Select from available options to download raster data in GeoTIFF format. The full raster extent can be subset in one of three ways from the Extent button on the map.
When uploading a file or selecting an ecoregion the raster data will be masked outside of the polygon boundary.
Uncertainties that exist in the data products are the results of the estimation and projection methods used for the assessment. Major sources of uncertainties for baseline (1992-2005) data products include assumptions made in structure and parameterization of specific methods and models used in the assessment, relations and integration of these methods and models, and input data availability and quality. The use of land- and climate-change scenarios in the assessment, as part of the carbon modeling, is an additional source of uncertainty for the projected (2006-2050) data products.

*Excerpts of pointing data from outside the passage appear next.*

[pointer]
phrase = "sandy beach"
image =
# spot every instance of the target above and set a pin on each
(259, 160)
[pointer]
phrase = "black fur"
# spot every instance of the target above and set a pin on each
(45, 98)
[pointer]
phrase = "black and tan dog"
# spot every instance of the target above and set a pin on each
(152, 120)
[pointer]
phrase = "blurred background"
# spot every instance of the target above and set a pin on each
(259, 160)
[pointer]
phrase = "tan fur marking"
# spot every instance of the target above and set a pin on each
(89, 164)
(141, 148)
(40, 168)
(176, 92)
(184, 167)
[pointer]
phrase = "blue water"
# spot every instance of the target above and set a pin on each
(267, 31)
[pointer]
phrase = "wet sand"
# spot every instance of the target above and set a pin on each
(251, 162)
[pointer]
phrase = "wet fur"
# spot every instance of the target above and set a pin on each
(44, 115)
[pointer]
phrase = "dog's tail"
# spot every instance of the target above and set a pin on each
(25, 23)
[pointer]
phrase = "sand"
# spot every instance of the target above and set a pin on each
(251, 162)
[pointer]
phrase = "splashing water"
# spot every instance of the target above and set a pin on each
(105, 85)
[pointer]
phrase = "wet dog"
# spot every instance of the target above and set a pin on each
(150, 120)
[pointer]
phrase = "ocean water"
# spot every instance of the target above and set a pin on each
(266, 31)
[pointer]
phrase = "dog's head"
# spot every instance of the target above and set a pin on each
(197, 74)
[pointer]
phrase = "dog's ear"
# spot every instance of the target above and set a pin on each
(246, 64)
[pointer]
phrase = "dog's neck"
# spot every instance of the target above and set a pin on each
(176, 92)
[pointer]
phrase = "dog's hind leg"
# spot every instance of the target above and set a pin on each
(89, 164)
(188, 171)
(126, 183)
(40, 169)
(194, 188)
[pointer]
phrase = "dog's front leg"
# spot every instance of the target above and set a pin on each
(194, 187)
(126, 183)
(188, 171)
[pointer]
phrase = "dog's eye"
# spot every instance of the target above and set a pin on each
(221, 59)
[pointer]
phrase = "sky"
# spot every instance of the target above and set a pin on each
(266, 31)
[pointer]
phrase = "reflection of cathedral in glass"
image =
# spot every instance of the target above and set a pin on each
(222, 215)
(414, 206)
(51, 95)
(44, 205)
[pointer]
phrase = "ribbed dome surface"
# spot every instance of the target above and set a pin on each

Because of the specific methods used in the assessment, the uncertainties are distributed both in temporal and spatial dimensions and they vary by product, location, and specific use. Along the temporal dimensions, mean values of baseline and projection years should be used instead of any given individual years. Along the spatial dimensions, data aggregated to the scale of ecoregions should be used instead of the individual pixels or over relatively small areas of the maps. In addition, the available multiple models and scenarios provide users with ranges of values for a given estimate, which may be used as a means of quantifying the spread of uncertainties.
Total ecosystem carbon includes above- and below-ground live plant components (such as leaf, branch, stem and root), dead biomass (such as standing dead wood, down woody debris, fine ground litter), and soil organic carbon (in fast, slow and passive pools). For the western United States, the total ecosystem carbon during the baseline period (2001–2005) was estimated between 12,418.3-15,460.6 Tg C. Forests, grasslands/shrublands, and agricultural lands stored about 69 percent, 25 percent, and 4.3 percent of the total carbon, respectively. At the end of 2050, the total ecosystem carbon was estimated to be between 13,743 -19,407 Tg C, an increase of 1,325 to 3,947 TgC from the mean baseline conditions (2001–2005). Among the different ecosystems, forests potentially could store the most carbon, accounting for 70 percent of the total potential carbon storage in the Western United States, followed by grasslands/shrublands (23 percent of the total), and agricultural lands (6 percent).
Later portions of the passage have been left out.